Welcome to Q&A! This week: Is the line taking a break? Not really. Another distribution question? What a stunner! What about shopping online? Well, that ain't bad. All this and more fun talking about pricing in this week's fantosmonious splendifferous and potentially boring column!
1. Adam, in [last] weeks q&a you mention the line is taking a hiaitis. I know this has been speculated about for some time, but this is the first time I've heard definite info. I obviously missed something. For those of us who hadn't heard the details, can you review what you know (or suspect)? Is this the end and it will be years before new stuff hits again, if ever? Is it likely a break of a year or two? Or is there a possibility that a lower volume of items may show up from time to time? I hope galactic hunter sticks around whatever the answer is!
The vintage line is taking an extended hiatus, or at least will be in a greatly reduced capacity. Droid Factory seems to be the focus for next year, and while we know there's at least one "proof card" coming with Jocasta Nu it is not yet known if Hasbro might find a way to sneak another figure or two out there. (My guess, probably not more than a couple.) You'll have plenty of Star Wars next year, to the point where you probably won't even want all of it.
2. I am still not sure I understand exactly what's been going on with the distribution of Hasbro product. I listened to the interview of the Hasbro reps at SDCC, and I have followed info. on the collecting boards. All of that seems to indicate that the vintage Phantom Menace wave didn't sell at all and/or didn't sell well enough to allow other waves to get through. My question(s) is(are)...will these subsequent waves actually show up at normal retail outlets? Were these waves produced in smaller quantities than the Phantom Menace wave?
I just farted and it smelled terrible.
The issue, as frequently stated here, is that product can back up. Target orders vintage figures. Target's computer says "Our store has too many of the 2012 vintage SKU, which is separate and therefore a different product from the 2010-2011 vintage SKU. Let's not order any more 2012 right now."

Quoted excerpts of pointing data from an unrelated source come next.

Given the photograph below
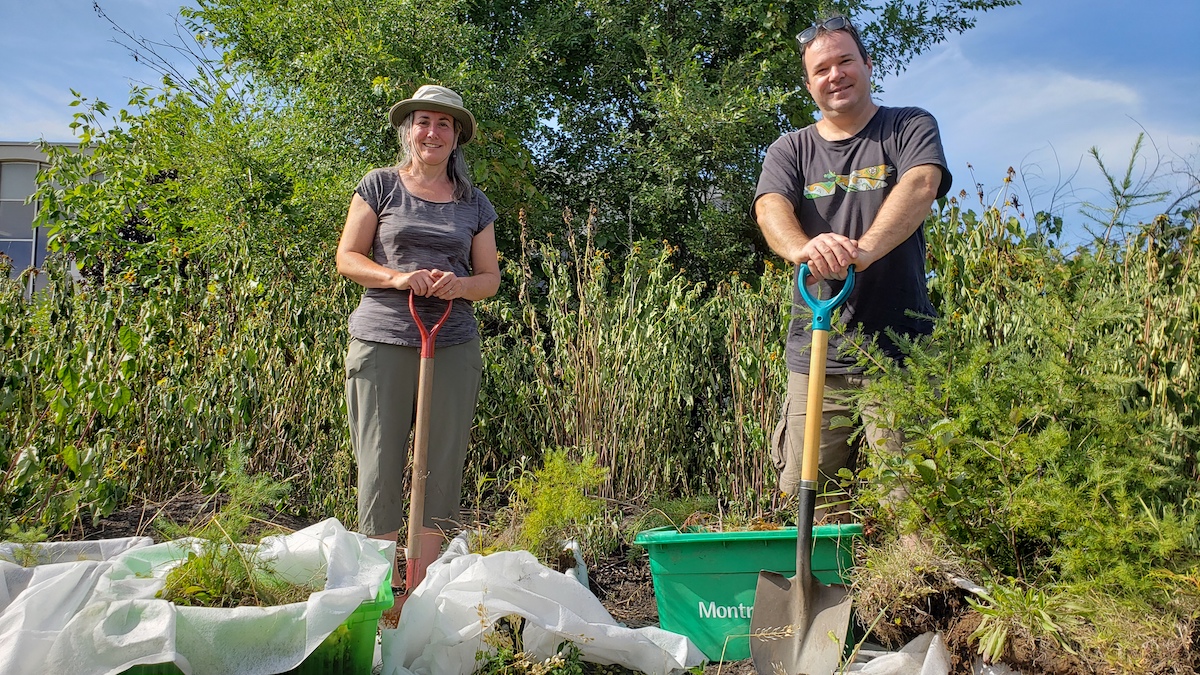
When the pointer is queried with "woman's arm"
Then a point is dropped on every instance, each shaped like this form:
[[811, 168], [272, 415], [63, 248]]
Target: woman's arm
[[354, 255], [485, 279]]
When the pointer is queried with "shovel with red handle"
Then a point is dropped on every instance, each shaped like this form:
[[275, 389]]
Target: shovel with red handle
[[414, 573]]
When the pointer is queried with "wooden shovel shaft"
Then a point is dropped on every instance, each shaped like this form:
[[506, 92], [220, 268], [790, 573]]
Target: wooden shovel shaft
[[414, 571], [420, 459], [815, 411]]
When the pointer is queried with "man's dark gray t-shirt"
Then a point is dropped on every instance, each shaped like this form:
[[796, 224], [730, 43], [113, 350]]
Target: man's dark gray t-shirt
[[414, 234], [839, 186]]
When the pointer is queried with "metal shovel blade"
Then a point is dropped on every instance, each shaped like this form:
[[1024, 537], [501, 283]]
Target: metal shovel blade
[[798, 625]]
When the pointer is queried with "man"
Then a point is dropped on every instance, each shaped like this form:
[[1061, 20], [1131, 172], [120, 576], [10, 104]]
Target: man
[[852, 189]]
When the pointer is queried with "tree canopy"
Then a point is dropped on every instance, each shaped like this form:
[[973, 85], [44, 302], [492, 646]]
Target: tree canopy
[[655, 112]]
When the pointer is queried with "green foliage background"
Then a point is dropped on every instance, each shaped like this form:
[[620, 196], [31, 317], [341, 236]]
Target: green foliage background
[[1051, 420]]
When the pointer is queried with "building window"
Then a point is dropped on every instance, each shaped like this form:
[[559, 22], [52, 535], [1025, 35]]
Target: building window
[[18, 239]]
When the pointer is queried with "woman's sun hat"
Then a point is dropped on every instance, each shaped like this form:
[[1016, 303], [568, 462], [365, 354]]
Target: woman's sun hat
[[439, 99]]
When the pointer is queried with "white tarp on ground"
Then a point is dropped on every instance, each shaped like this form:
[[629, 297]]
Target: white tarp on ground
[[463, 595], [925, 655], [37, 602], [124, 625]]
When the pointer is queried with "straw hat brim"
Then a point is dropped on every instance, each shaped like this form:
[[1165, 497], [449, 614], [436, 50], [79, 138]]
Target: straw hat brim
[[401, 111]]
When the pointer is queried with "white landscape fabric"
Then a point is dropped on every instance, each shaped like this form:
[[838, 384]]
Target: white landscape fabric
[[124, 625], [463, 595], [36, 602]]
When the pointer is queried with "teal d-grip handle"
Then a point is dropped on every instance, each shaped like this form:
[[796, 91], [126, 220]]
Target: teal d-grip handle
[[823, 309]]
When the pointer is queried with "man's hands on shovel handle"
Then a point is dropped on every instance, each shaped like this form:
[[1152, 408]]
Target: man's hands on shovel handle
[[828, 256]]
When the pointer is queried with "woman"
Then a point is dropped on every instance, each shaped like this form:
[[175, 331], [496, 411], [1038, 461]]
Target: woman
[[421, 228]]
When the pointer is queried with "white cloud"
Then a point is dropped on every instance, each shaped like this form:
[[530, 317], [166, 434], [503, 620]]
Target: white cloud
[[1042, 120]]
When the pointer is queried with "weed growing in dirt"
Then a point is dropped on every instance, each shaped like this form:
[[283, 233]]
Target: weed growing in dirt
[[552, 505], [505, 656], [24, 550], [903, 589]]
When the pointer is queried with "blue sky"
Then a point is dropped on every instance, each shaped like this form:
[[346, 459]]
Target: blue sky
[[1032, 87]]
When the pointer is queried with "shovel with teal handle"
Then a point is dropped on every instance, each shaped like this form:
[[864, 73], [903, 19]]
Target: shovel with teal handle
[[799, 625]]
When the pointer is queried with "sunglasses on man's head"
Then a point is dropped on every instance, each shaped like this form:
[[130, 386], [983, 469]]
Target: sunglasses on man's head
[[831, 24]]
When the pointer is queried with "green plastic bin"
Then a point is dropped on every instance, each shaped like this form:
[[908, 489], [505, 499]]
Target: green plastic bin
[[348, 650], [705, 581]]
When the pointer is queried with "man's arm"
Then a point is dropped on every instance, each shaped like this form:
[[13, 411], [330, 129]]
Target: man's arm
[[901, 214], [828, 255]]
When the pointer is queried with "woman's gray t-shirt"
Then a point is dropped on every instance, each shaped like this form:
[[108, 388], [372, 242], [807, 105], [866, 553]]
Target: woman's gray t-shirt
[[415, 233]]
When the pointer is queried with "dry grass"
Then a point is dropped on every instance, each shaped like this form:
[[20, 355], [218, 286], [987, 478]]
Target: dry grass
[[904, 589]]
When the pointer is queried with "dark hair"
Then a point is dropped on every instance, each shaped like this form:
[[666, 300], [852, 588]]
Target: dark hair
[[456, 167], [821, 29]]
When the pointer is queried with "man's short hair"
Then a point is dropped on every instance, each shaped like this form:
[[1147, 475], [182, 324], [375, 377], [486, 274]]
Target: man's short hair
[[821, 29]]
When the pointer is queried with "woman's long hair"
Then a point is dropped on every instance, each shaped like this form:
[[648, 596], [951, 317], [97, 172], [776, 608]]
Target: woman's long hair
[[456, 166]]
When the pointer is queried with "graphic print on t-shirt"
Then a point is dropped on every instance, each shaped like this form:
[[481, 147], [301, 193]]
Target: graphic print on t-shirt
[[858, 180]]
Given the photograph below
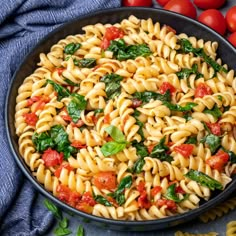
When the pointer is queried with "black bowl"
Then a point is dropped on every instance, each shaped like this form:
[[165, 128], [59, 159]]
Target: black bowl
[[182, 24]]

With casepacks as they are, and collectors as they are, you don't even realize you miss things. The wave 2 hit pretty well in numerous markets, but it was 5 new figures and 7 reruns-- so one collector swoops in and buys the new stuff, and to you, the unknowing latecomer, it looks like all the store ever got was wave 1, and you're never the wiser. Wave 3 was the same way. Hasbro has to reuse tooling and make a certain quantity to get an ROI on its development, but as you can see it causes aisles to clog with old stuff, and the poor store doesn't realize that there are even more new figures it should be getting-- it just knows that it has enough vintage and doesn't need more right now.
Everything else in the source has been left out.